Выбрать главу

Therese zaczęła czołgać się w stronę grobu, napędzana narkotycznym żalem. Maya złapała ją za nogę i przyciągnęła ku sobie.

— Trzymaj się od niego z daleka — ostrzegła. — Nie żartuję. Trzymaj się od niego z daleka i ani się waż podejść. Mam zamiar go teraz pociąć.

— Maya, jak możesz! Jak możesz go pociąć, żeby zgnił? To nie jest byle kawał mięsa, to Bruno!

— Bardzo mi przykro kochanie, ale gdybyś jak ja przeżyła parę epidemii, jak ja wiedziałabyś, że kiedy ludzie są martwi, to są po prostu martwi i tyle. — Za późno ugryzła się w język. Mogła darować sobie to wyznanie, ale w gruncie rzeczy nie miało ono żadnego znaczenia, Therese była zbyt zaprawiona, by zrozumieć cokolwiek. Wyła teraz aż drżał las, wyła w pierwotnym żalu i bólu.

W jej plecaku Maya znalazła płachtę alcionagu. Alcionag był bardzo łagodnym środkiem, więc odczepiła sześć plastrów. Therese nie broniła się, kiedy Maya przylepiała je na jej karku. Kołysała się z żalu, skulona w pozycji płodu i jęczała, ściskając czarną dłoń.

W tym momencie środek uspokajający walnął ją jak pałką.
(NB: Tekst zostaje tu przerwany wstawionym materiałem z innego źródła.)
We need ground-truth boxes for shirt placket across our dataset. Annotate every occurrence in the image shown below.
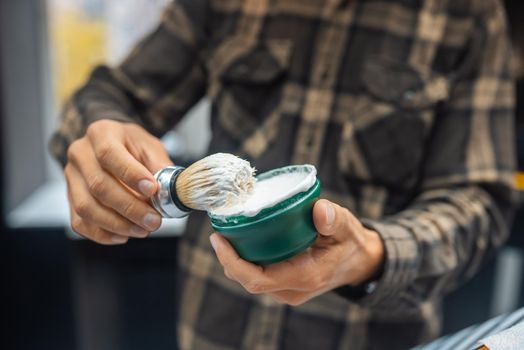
[293,0,352,165]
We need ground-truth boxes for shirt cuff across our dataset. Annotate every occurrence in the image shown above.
[335,219,420,306]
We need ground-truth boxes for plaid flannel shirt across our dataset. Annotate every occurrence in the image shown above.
[51,0,515,350]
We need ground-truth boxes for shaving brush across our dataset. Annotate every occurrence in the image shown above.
[151,153,256,218]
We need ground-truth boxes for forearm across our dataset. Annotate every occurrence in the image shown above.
[50,0,208,164]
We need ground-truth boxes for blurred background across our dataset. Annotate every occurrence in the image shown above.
[0,0,524,349]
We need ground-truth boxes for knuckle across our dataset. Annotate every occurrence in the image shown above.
[73,200,91,219]
[244,281,265,294]
[92,229,111,245]
[67,140,80,160]
[88,174,107,198]
[120,166,133,183]
[71,217,84,234]
[285,297,305,306]
[122,201,136,218]
[95,144,114,165]
[86,120,108,137]
[109,220,125,233]
[306,275,326,291]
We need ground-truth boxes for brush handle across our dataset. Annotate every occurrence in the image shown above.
[151,166,191,218]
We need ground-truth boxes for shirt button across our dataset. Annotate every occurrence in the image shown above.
[402,90,415,102]
[236,63,249,75]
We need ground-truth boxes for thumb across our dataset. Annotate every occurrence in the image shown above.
[313,199,350,240]
[135,142,173,174]
[144,149,173,174]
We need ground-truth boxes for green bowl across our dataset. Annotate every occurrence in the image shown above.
[210,166,320,265]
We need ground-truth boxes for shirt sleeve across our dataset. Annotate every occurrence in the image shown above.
[337,5,517,312]
[50,0,209,165]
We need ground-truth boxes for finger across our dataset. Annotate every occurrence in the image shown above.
[210,233,275,294]
[67,166,149,238]
[313,199,353,241]
[89,132,158,197]
[68,186,128,245]
[71,141,162,232]
[269,290,326,306]
[125,131,173,174]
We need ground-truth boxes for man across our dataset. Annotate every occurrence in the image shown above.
[52,0,514,349]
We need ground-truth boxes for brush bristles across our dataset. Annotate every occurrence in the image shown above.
[176,153,256,211]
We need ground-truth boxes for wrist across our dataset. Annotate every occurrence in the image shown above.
[347,227,385,286]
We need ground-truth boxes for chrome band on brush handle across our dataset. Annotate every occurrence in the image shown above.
[151,166,190,218]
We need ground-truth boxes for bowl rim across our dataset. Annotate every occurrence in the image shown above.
[208,178,320,231]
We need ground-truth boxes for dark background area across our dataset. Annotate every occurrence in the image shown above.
[0,0,524,350]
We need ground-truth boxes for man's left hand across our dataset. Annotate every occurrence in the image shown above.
[210,199,384,305]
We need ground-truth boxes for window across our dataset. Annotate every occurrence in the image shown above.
[0,0,210,235]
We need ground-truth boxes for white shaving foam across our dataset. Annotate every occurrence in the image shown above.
[210,164,317,217]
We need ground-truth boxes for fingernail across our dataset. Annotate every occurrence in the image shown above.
[142,213,162,231]
[129,225,149,237]
[111,235,127,244]
[326,204,335,226]
[138,180,155,197]
[209,234,218,252]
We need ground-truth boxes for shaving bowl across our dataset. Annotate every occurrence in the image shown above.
[209,165,320,265]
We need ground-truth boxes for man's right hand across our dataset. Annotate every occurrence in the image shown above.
[65,120,173,244]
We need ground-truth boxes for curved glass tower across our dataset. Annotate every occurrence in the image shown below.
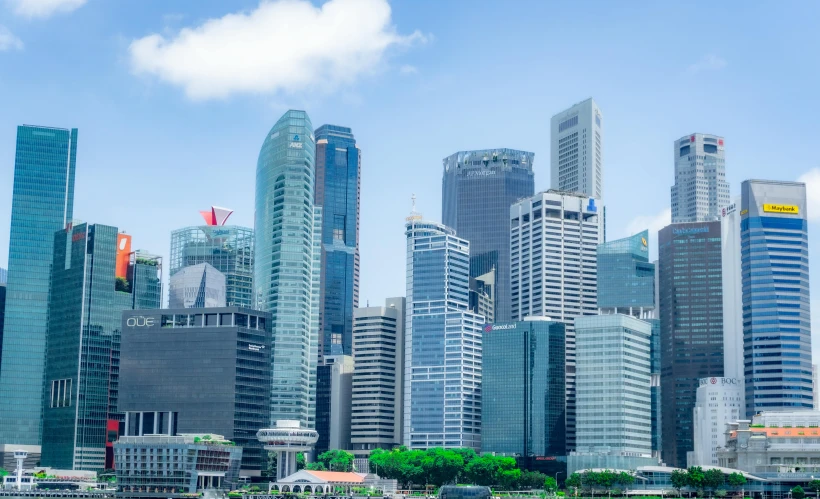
[254,111,322,428]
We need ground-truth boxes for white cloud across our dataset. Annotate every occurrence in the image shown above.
[6,0,87,18]
[689,54,726,74]
[0,26,23,52]
[129,0,427,99]
[797,168,820,222]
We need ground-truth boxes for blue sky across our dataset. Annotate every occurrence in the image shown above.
[0,0,820,356]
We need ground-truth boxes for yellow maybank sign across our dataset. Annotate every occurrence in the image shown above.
[763,204,798,215]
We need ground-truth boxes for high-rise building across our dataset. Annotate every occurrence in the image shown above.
[441,149,535,321]
[168,263,227,308]
[672,133,730,224]
[314,125,362,360]
[0,125,77,445]
[658,221,723,467]
[254,111,322,429]
[740,180,814,414]
[567,314,658,473]
[41,224,161,471]
[481,317,566,460]
[510,190,603,451]
[350,297,405,454]
[119,307,271,476]
[550,98,604,199]
[404,213,484,450]
[170,206,254,308]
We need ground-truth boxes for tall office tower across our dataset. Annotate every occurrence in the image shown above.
[314,125,362,360]
[350,297,406,454]
[672,133,730,224]
[254,111,322,429]
[567,314,658,473]
[41,224,160,471]
[550,98,604,199]
[314,355,353,458]
[0,125,77,445]
[170,206,254,308]
[658,222,723,467]
[740,180,814,414]
[481,317,566,464]
[119,307,271,477]
[510,190,604,452]
[168,263,227,308]
[404,212,484,450]
[441,149,535,320]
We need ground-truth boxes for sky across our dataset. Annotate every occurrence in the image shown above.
[0,0,820,359]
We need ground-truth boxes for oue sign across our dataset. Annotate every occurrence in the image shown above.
[125,315,154,327]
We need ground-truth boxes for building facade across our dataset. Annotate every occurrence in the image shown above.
[481,317,566,460]
[119,307,271,476]
[441,149,535,320]
[404,215,484,450]
[510,191,604,451]
[672,133,730,223]
[0,125,77,445]
[550,98,604,199]
[41,224,160,471]
[740,180,814,414]
[314,125,362,360]
[658,221,723,467]
[350,297,406,455]
[170,222,254,308]
[254,111,322,429]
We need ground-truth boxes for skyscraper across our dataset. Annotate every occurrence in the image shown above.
[740,180,814,415]
[350,297,405,452]
[441,149,535,320]
[672,133,729,223]
[0,125,77,445]
[254,111,322,428]
[41,224,160,471]
[315,125,361,360]
[404,215,484,450]
[510,190,603,451]
[550,98,604,199]
[481,317,566,460]
[658,221,723,466]
[170,206,254,308]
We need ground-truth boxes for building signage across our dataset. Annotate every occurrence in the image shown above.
[763,204,798,215]
[125,315,155,327]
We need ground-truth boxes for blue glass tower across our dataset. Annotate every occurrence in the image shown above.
[740,180,814,414]
[0,126,77,445]
[254,111,322,428]
[315,125,361,360]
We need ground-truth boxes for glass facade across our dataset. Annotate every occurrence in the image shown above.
[658,221,723,467]
[740,180,814,415]
[315,125,361,360]
[0,126,77,445]
[481,320,566,457]
[441,149,535,321]
[254,111,322,429]
[170,225,254,308]
[404,216,484,450]
[41,224,159,471]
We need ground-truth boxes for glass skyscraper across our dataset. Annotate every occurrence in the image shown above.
[481,317,566,465]
[658,221,723,467]
[740,180,814,415]
[315,125,361,360]
[41,224,160,471]
[170,225,254,308]
[0,125,77,445]
[404,214,484,450]
[441,149,535,321]
[254,111,322,428]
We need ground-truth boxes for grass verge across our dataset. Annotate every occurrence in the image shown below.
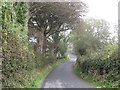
[73,64,117,88]
[26,58,69,88]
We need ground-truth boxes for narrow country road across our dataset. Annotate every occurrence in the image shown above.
[41,56,95,88]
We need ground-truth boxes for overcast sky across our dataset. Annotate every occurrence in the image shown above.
[82,0,120,34]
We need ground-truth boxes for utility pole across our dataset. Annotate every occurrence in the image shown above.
[118,1,120,60]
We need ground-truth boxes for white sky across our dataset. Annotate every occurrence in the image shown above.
[82,0,120,32]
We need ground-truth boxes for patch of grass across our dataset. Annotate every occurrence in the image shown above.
[26,58,69,88]
[73,64,115,88]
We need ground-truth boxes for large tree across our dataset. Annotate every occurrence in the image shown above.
[29,2,86,54]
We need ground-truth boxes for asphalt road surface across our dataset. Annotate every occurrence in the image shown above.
[41,55,95,88]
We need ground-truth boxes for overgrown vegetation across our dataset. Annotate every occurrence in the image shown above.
[72,19,120,88]
[0,2,84,88]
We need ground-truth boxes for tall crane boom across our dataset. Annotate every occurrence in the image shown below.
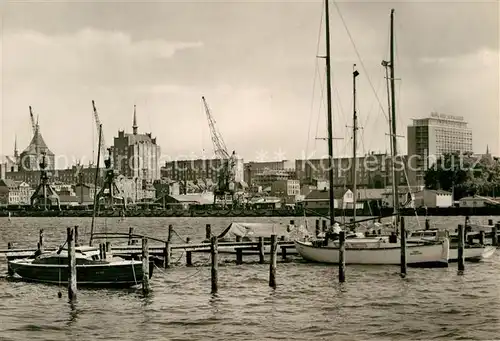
[92,100,106,161]
[201,97,236,205]
[201,96,229,159]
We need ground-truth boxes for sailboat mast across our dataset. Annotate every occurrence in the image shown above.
[352,64,359,223]
[389,9,399,218]
[89,124,102,246]
[325,0,335,226]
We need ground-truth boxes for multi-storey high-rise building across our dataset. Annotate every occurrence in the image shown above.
[244,160,295,185]
[407,112,472,186]
[111,106,161,184]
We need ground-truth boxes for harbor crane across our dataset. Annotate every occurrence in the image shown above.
[92,100,111,163]
[29,105,40,155]
[30,105,38,135]
[92,100,126,208]
[201,96,236,206]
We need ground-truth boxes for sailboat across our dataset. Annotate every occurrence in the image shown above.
[7,121,154,288]
[294,0,449,267]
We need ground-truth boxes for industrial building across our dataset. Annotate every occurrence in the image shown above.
[407,112,472,186]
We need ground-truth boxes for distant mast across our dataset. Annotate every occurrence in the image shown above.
[132,104,139,135]
[352,64,359,222]
[389,8,399,220]
[325,0,335,226]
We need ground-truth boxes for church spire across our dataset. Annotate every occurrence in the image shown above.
[132,104,138,135]
[14,134,19,158]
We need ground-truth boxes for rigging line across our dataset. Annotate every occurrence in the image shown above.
[363,72,384,127]
[306,6,324,155]
[333,0,389,119]
[306,61,318,155]
[314,66,327,150]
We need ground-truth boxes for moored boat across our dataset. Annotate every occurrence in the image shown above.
[295,232,449,267]
[407,229,496,262]
[8,246,154,288]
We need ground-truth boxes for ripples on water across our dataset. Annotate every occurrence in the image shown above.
[0,218,500,341]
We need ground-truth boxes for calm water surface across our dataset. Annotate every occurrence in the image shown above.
[0,217,500,341]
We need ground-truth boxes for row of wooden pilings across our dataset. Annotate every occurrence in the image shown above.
[9,217,500,300]
[129,224,285,293]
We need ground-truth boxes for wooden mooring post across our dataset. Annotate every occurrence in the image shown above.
[66,227,76,301]
[142,237,150,295]
[37,229,43,251]
[210,236,219,294]
[163,242,172,269]
[339,231,345,283]
[491,222,500,246]
[128,227,134,245]
[399,217,406,278]
[269,234,278,288]
[458,224,465,272]
[236,236,243,265]
[186,237,193,266]
[167,224,174,243]
[205,224,212,240]
[259,237,264,264]
[479,231,485,245]
[75,225,80,246]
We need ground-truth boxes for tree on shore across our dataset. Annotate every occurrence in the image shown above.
[424,152,500,200]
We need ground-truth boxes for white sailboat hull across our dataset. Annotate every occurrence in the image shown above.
[295,239,450,267]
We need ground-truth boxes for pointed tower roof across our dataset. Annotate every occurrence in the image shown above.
[22,124,54,155]
[14,134,19,157]
[132,104,139,135]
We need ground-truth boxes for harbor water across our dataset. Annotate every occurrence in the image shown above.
[0,217,500,341]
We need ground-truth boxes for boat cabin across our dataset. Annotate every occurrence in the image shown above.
[32,246,106,265]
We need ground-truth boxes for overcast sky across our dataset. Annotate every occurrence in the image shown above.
[0,0,500,166]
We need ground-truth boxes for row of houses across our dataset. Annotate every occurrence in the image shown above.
[303,188,500,209]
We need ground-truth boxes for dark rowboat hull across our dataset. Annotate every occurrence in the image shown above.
[8,261,154,288]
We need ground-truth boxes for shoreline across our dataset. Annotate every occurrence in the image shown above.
[0,207,500,218]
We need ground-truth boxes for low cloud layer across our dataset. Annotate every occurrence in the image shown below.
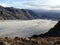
[0,0,60,10]
[0,20,57,37]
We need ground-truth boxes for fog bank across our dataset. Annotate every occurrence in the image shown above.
[0,19,57,37]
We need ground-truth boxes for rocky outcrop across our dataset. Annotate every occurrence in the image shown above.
[31,21,60,38]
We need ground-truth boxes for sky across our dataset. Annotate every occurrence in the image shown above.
[0,0,60,10]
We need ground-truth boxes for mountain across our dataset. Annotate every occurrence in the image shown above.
[33,10,60,21]
[31,21,60,38]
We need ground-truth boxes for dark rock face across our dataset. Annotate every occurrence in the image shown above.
[0,6,37,20]
[31,21,60,38]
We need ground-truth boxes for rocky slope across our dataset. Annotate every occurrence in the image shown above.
[31,21,60,38]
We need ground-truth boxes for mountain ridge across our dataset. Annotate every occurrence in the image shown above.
[31,21,60,38]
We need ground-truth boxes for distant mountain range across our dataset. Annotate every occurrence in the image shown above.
[0,6,60,20]
[31,21,60,38]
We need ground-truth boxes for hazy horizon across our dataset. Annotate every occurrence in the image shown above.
[0,19,57,37]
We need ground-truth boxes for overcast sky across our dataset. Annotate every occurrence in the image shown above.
[0,0,60,10]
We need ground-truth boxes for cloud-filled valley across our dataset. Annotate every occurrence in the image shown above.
[0,19,57,37]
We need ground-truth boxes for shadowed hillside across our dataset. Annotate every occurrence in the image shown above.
[31,21,60,38]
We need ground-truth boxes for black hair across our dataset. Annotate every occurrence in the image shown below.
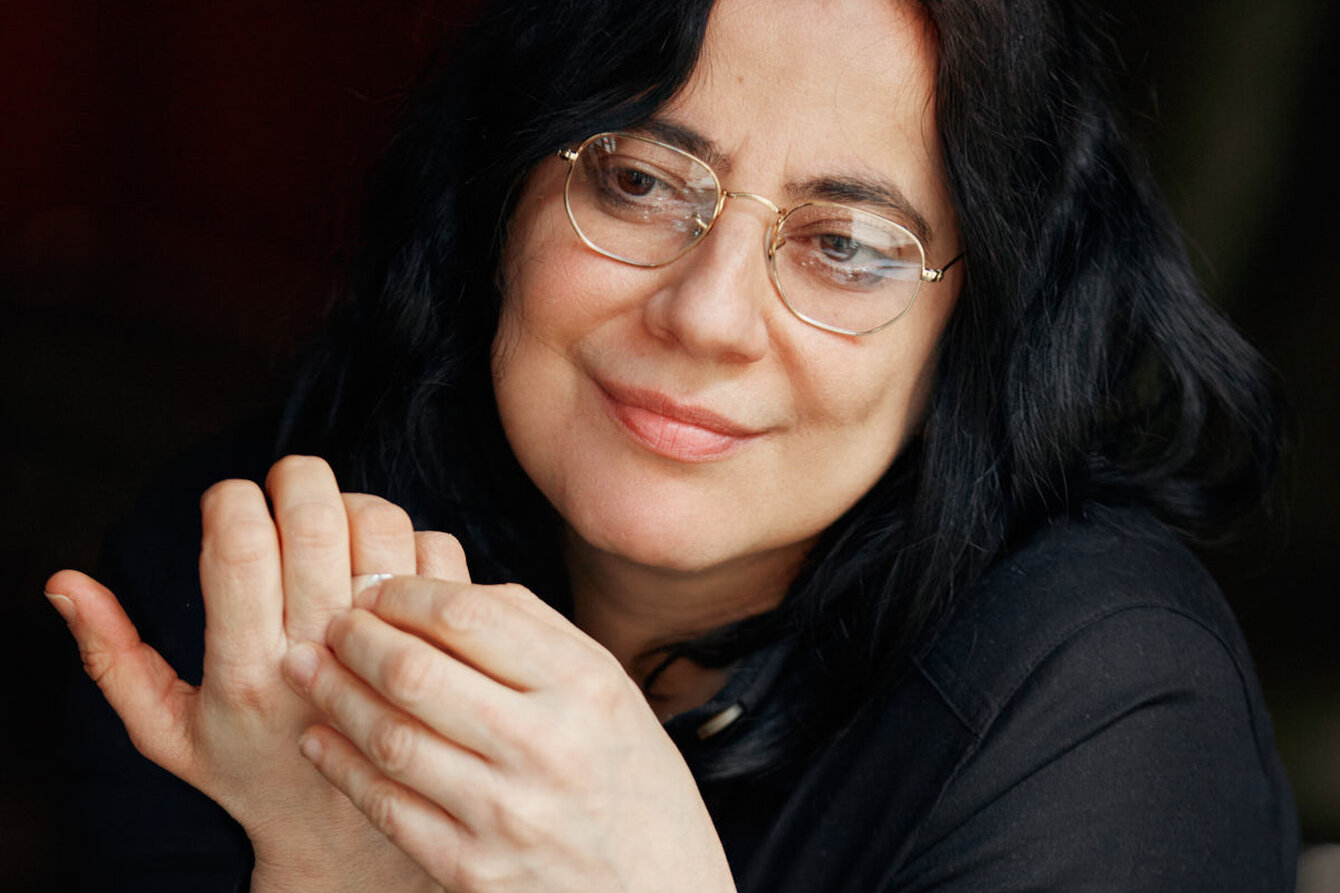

Maya znalazła resztki mineralki i domyła dłoń Therese. Lacrimogen w sprayu był strasznym środkiem, zdolnym zabić człowieka. Trudno wyobrazić sobie zgrabniejszy sposób na zamordowanie kogokolwiek.

Maya podeszła do grobu. Bruno nadal nie żył, a nawet nieco bardziej niż poprzednio. Zamknęła mu oczy. Napełniła strzykawkę.

— No, wielki człowieku — powiedziała — spoczywaj w spokoju. Znalazłeś sobie dziewczynkę, która z radością zrobi to, co ma zrobić.

Kiedy skończyła, zapadał zmrok. Jej praca należała do tych obrzydliwszych, była czymś w rodzaju makabrycznej odmiany operacji medycznej. A jednak przypominała operację wystarczająco, by uznać ją za uczciwą pracę.

Therese jakoś się wygrzebała. Była młoda i silna. Młodzi ludzie bez problemu dają sobie radę z tyloma zmianami nastroju dziennie, z iloma w miesiącu nie poradziliby sobie starsi. Wraz z Mayą poszła do samochodu.

— Gdzie jego walizka? — spytała. Drżała jeszcze, oczy miała zaczerwienione.

— Włożyłam ją do bagażnika z jego ubraniami i narzędziami.

— Wyjmij ją!

Therese przeszukała walizkę Bruna, z trudem powstrzymując podniecenie. Znalazła w niej długie prostokątne pudełko z szarego stopu szklanometalowego. Otworzyła je.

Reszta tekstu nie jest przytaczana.